There were fires sweeping across New York City in the spring and summer of 1741. The first was at Fort George in Manhattan.The fire “supposedly began on the roof of the governor’s house and spread from there,” writes historian Thomas J. Davis, “consuming, in approximately an hour and a quarter, much of Fort George, the official seat of royal government.”
The fires were a mystery with no answer in sight. That is, until the tenth fire. Someone reported they’d seen a person—reportedly an enslaved man named Quack (some sources name him as Quaco)—leaving the scene of that fire. A white woman also claimed that she’d heard him saying, “Fire, Fire, Scorch, Scorch, a little, damn it, by-and-by.”
And that’s when the rumors began that this was the beginning of a nefarious plot. As historian Andy Doolen writes, the city concluded that “the puzzling fires were really opening salvos in a massive slave insurrection” and quickly leapt into action. According to Davis, officials heard that “many of the more than 2,000 slaves, and some other persons, had conspired to burn down the town and to murder most of its approximately 9,000 white inhabitants.”

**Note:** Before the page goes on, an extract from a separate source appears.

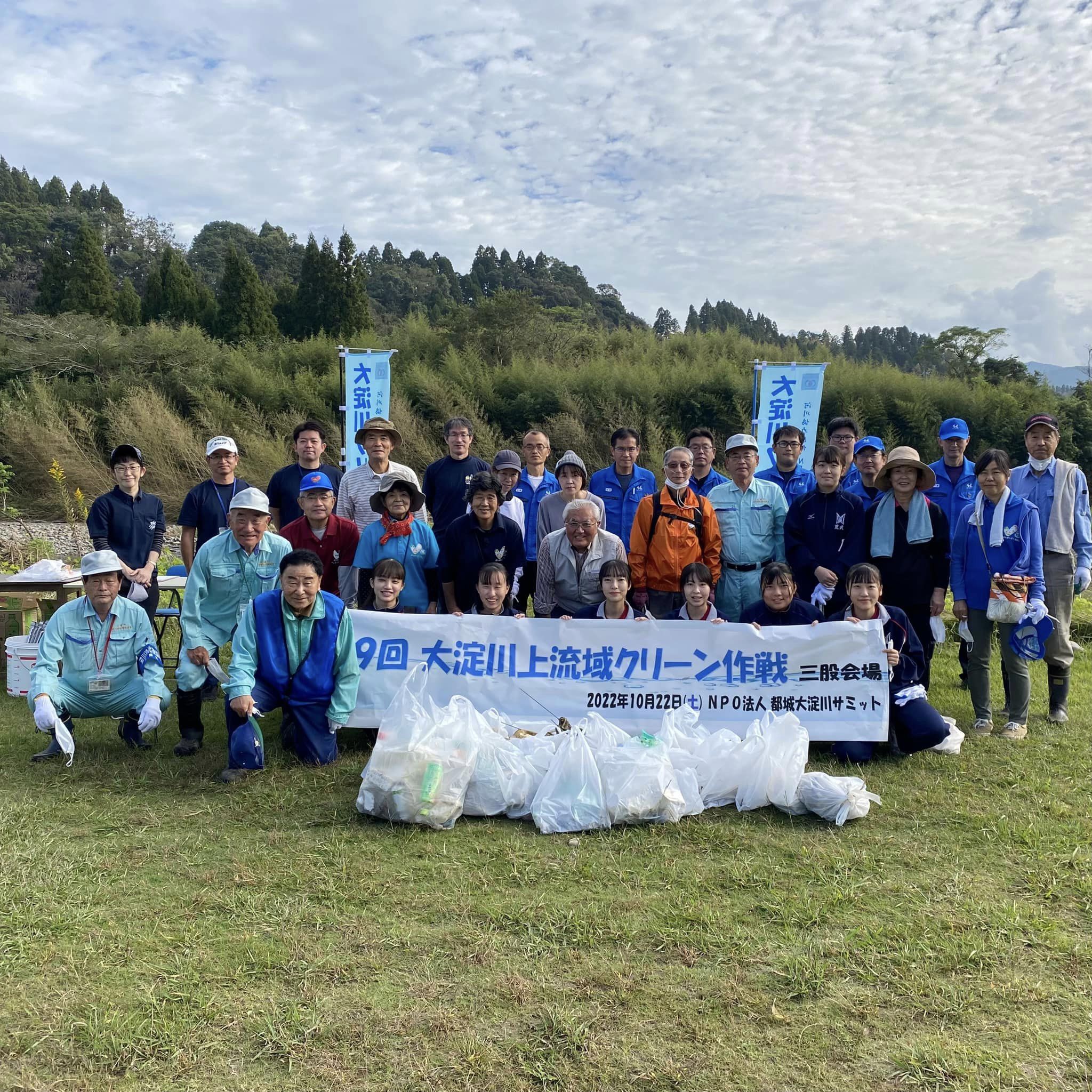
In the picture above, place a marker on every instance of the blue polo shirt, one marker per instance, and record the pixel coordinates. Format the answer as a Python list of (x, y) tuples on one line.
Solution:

According to Doolen, the state was also quick to punish the alleged conspirators. Thirty slaves and four white ringleaders were executed, and the state also “publicly flogged 50 slaves, and transported over 70 more to the Caribbean slave markets, never to return.”
But the question still lingers—was the plot even real?
This was a pivotal time in the city’s history. Historian Richard E. Bond explains the city was becoming a booming metropolis. Because of trans-Atlantic and intercolonial trade, shipping and related labor was a huge industry. By 1741, the population was around 11,000, and “an additional twenty thousand men and women lived within the agricultural hinterland that supplemented this burgeoning town.”
There was also an active slave trade that stretched throughout the city and into the Hudson River Valley, Long Island, and New Jersey. Once purchased and in their new homes, enslaved New Yorkers were required to travel the city in the possession of a travel pass from their enslavers. With these passes (and occasionally without), they were able to run errands, see friends, work, and attend religious services. All of this meant that seeing Black people on the streets at any time of day wasn’t unusual.
White New Yorkers were already suspicious of Black people and their movements, and the fires, coupled with Quack’s alleged statement, deepened that suspicion. As Davis describes, the blazes had white people in near hysteria at the thought of a plot: “it was causing intense worry.” Everyone was viewed as a potential threat. The fires had been coupled with a series of thefts, and fingers immediately pointed to Black people. This led to raids on Black homes in search of not only the stolen goods, but strangers and others who seemed not to belong. The results didn’t matter, as Bond writes, because “New Yorkers were convinced that slaves were constantly violating the law even if they were never caught.”
This belief partly came from the movement that slaves were allowed in the city. This, it was argued, gave Black people (and sympathetic white people) ample opportunity to gather and plot. Quack, for example, often visited Fort George because his wife worked there. He was also thought to be among the more than forty Black men who met at a local tavern to plan the revolt. And it was talk at that tavern, Bond explains, that wrapped “an unnamed number of other slaves in a conspiracy to ‘burn the whole town,’ to overthrow white authorities, and to create a new society.”
Quack and one other man ultimately confessed to the plot, but as Bond points out, that confession came “while tied to a stake, ‘surrounded with Piles of Wood ready for setting fire to’ and a crowd of onlookers calling for the two [B]lack men’s blood.” Other Black witnesses were also likely coerced into confessions in exchange for lighter sentences. And, as Doolen notes,
when the jails became overcrowded and the city’s slaves learned of their precarious situation—one incriminating statement away from execution—Governor Clarke announced a proclamation offering pardon and transportation to those who confessed to the conspiracy.
Others, rather than face execution, agreed to be sent to West Indian plantations and slave markets, forever separated from their loved ones.
The death and violence at the hands of the state resulted in 156 slaves and free blacks were committed, seventeen executed by hanging, thirteen burnt at the stake, and seventy deported to West Indian slave markets and plantation,” Doolen writes. And as researchers have written over the years, little evidence that there was a conspiracy (beyond Black people’s overall resistance against the institution). Historian Jill Lepore notes that “[e]ven before the fires died to embers, New Yorkers began to wonder whether the city had suffered ‘in the merciless Flames of an Imaginary Plot.’” As Bond concludes, “It would not be too much of an overstatement to claim that the existence of the 1741 conspiracy has been one of the most contested questions in colonial New York history.”